Estamos ferrados. Na verdade, estamos tão ferrados que pode já ser tarde demais para este livro.

É com essas palavras que Mike Monteiro abre seu mais recente livro “Ruined by Design”, um dos mais importantes livros que li esse ano, e talvez um dos mais importantes para minha carreira. É uma leitura divertida — o autor faz observações hilárias, honestas, exibindo um olhar ferino mas, mais do que tudo — engajado. Engajado em fazer um mundo melhor para todos. Por definição este é um livro de ética — Espere, espere, antes de abandonar esse artigo, segure seu dedo ou clique. Dê uma chance à ética.

Eu mesmo tive reservas quanto a ler esse livro. Ele foi indicado e elogiado por tantas pessoas que perdi a conta. O UX Trends nomeou-o o livro de 2019, por exemplo. E ainda assim, achava que simplesmente não era para mim. Afinal, não sou designer. Ou melhor, meu trabalho no dia-a-dia não passa por conjurar pixels do Éter da Adobe ou Figma, em avaliar o quanto de Espaço Negativo vai afetar as dimensões de diferentes camadas da realidade ou que Emoções vou despertar no público exposto à minha paleta de cores. Nem um pouco. Sou um desenvolvedor. Trabalho em um veículo digital de mídia e meu trabalho envolve coisas que vão desde mudar a cor de um link, fazer manutenção em servidores, validar inputs dos usuários com JavaScript e APIs externas até otimizar com web workers o data fetching para diminuir a carga na Main Thread e ganharmos em performance (essa última juro que não inventei, realmente é algo que trabalho, mas citei só para impressionar). Mas no sentido amplo do Mike Monteiro, sim, eu sou um designer.

“Se você afeta como um produto funciona em qualquer nível — você está fazendo design”

Mike Monteiro

O objetivo do livro então é demonstrar como fazer design é um ato político. E, com exemplos reais cada vez mais presentes nas notícias. Nossos dados sendo expostos, vendidos, revendidos.
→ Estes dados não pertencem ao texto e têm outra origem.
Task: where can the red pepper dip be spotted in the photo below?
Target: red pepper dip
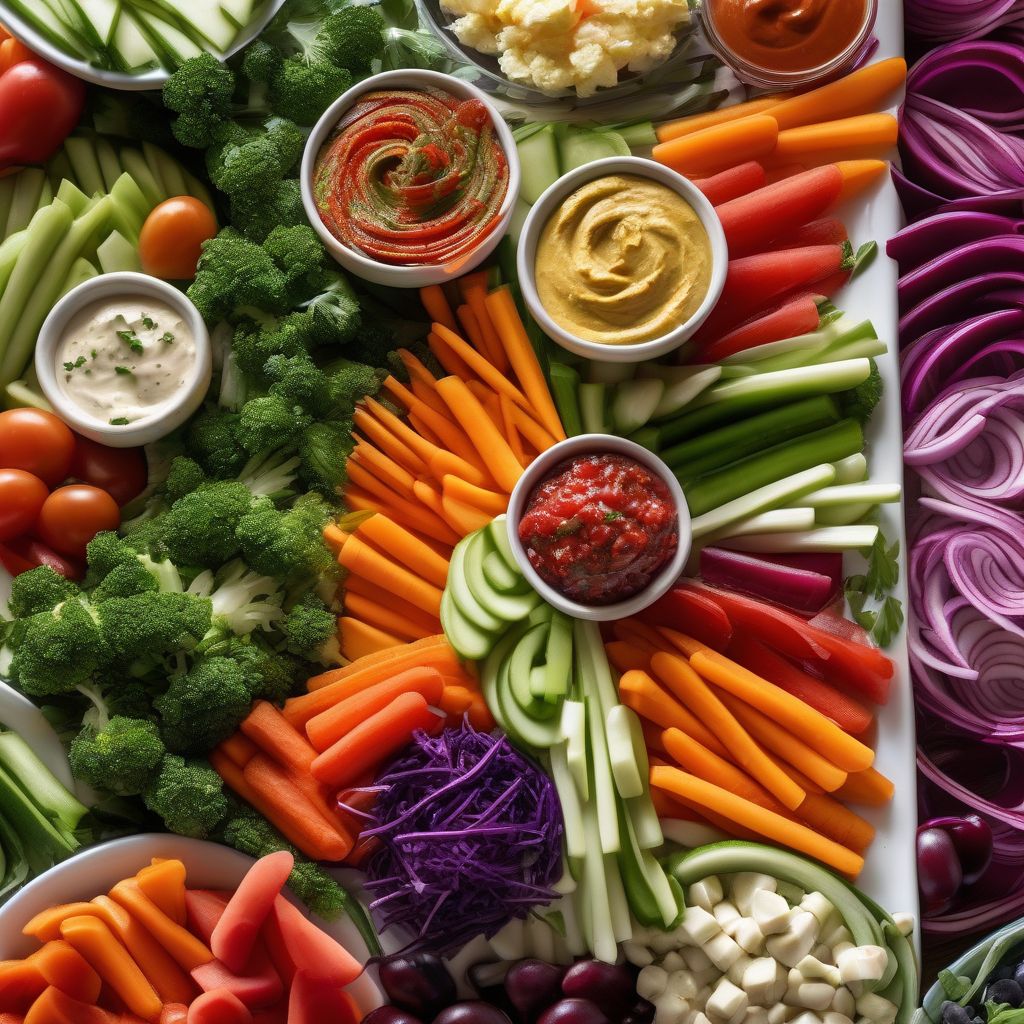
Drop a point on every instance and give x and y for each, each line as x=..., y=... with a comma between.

Discursos de ódio sendo amplificados, sem passar por regras de conduta ou sem consequências, já que eles aumentam o engajamento, em outras palavras, “faz bem aos negócios”. Empresas se movendo rápido e quebrando coisas como saúde mental e democracias (“Oh, hi Mark!”). Plataformas que carregam nelas entranhadas em si uma política de exploração. Serviços de imigração usando bancos de dados e empresas de tecnologia para aumentar a eficiência de suas práticas destrutivas (O Vale do Silício tem uma certa história, como por exemplo, quando a IBM vendeu aos nazistas a tecnologia para fazer a gestão otimizada de como distribuir e assassinar pessoas nos campos de concentração). Podemos continuar aqui os exemplos ad nauseum (afinal náusea é a reação que melhor descreve o que você pode estar sentindo), mas acho que já entenderam do que estou falando.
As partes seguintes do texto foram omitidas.